Have you ever taken a close look at your tires? There’s quite a bit going on there besides just the name brand of the tire. Most tires come marked with a code similar to something like this: P215/65R15.
These tire sidewall markings can actually tell you everything you need to know about your tires! The problem is, if you don’t know what you are looking at, it can just look like a bunch of gibberish.
In order to help you better understand your car and the tires that help make it go, we thought we would break down exactly what it is these codes stand for.
Tire Type (P)
The first position consists of one or two letters, in this case “P,” indicates the vehicle class and the intended use for the tire. The “P” in this case stands for passenger car, meaning this tire is suited for any motor vehicle with four wheels used for transportation that has no more than eight seats.

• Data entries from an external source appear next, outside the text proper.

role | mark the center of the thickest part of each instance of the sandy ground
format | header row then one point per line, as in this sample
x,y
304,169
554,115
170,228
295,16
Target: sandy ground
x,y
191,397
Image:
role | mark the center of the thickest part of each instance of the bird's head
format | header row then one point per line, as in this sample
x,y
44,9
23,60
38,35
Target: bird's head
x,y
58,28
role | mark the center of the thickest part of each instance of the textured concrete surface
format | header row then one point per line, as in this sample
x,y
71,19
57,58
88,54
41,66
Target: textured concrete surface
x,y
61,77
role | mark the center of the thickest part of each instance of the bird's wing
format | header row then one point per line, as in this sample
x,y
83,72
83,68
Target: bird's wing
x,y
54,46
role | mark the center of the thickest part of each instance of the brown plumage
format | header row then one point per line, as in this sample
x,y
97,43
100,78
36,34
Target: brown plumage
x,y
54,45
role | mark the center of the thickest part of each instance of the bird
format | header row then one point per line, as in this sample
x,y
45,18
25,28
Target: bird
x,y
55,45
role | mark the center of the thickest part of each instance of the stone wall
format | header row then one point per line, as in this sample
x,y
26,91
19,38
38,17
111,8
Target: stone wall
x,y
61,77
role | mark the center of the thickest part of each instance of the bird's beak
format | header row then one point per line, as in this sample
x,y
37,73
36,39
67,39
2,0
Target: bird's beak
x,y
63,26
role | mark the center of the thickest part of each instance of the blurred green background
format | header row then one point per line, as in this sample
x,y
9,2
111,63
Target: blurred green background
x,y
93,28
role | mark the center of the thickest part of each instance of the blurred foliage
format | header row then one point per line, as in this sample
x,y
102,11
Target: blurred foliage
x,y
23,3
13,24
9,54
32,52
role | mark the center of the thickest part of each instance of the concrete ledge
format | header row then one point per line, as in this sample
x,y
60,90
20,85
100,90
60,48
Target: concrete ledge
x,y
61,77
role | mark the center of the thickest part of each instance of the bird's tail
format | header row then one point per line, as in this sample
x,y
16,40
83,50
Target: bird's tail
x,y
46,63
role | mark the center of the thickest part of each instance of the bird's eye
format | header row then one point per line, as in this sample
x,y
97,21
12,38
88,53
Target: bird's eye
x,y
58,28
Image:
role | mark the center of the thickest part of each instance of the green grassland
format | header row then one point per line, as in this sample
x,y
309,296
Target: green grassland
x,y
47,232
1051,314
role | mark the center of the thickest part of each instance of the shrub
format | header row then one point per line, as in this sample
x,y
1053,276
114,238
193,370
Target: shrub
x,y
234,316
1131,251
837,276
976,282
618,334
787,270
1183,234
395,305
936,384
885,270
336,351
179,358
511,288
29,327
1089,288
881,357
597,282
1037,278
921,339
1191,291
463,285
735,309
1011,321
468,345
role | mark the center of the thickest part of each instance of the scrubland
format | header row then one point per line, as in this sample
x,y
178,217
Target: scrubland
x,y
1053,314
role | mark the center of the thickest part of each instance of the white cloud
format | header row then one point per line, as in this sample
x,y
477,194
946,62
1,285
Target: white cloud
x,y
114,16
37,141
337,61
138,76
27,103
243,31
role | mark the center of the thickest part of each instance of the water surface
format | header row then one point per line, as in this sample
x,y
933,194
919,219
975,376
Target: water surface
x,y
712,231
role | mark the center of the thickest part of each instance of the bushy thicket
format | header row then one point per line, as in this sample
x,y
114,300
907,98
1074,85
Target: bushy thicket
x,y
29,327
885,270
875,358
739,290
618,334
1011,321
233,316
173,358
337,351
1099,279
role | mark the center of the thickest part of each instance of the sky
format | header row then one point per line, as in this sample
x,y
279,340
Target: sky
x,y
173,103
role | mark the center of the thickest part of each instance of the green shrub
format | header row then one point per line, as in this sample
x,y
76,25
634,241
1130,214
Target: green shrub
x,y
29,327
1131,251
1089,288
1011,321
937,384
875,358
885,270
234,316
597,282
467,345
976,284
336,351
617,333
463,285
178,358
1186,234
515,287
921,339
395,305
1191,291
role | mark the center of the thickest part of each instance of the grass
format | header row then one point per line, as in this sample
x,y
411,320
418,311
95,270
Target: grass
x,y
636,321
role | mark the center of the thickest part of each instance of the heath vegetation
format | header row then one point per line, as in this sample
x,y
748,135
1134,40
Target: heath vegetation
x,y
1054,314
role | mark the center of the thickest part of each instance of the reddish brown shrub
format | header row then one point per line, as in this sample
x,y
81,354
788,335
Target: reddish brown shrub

Other possible designations are “LT” (light truck), “ST” (special trailer) and “T” (temporary). In some cases, your tire may be missing this designation. The absence of the first letter is Euro-Metric and may have slightly different load-carrying capabilities.
Tire Width (215)
The next set of numbers (three digits) before the slash indicate the tire’s width in millimeters. The bigger the number, the wider the tire. Obviously, larger vehicles used for farming, OTR, mining and trucking will need much wider tires to help support the load.
Aspect Ratio (65)
Following the slash, there is next a set of two (in some cases three) numbers indicating the aspect ratio of the tire. The aspect ratio is the sidewall’s normal height, reflected as a percentage of the width. This means that the number (65, in this case) is a percentage.
In this case, the tire’s aspect ratio is 65% of 215, roughly 140 millimeters. If this number is represented by three numbers, it is stating the number of millimeters as opposed to a percentage.
The letter separating the final two sets of numbers indicates the manner of construction of the fabric of the tire. “R,” in this case, stands for radial construction. Other possible letters are “B” (bias belt) and “D” (diagonal belt).
Rim or Bead Diameter (15)
The final number is an indication, in inches, of the diameter of the rim the tire was designed to fit on. The tire in this example was meant to fit a 15-inch rim. The bigger the rim, the bigger the tire.
Hopefully, this helps shed some light and helps you gain a better understanding of your tires! In many cases, there are additional letters, numbers and sometimes symbols that have additional meanings, with the code above being the standard layout. These numbers cover areas such as load and speed indexes and conditional tires.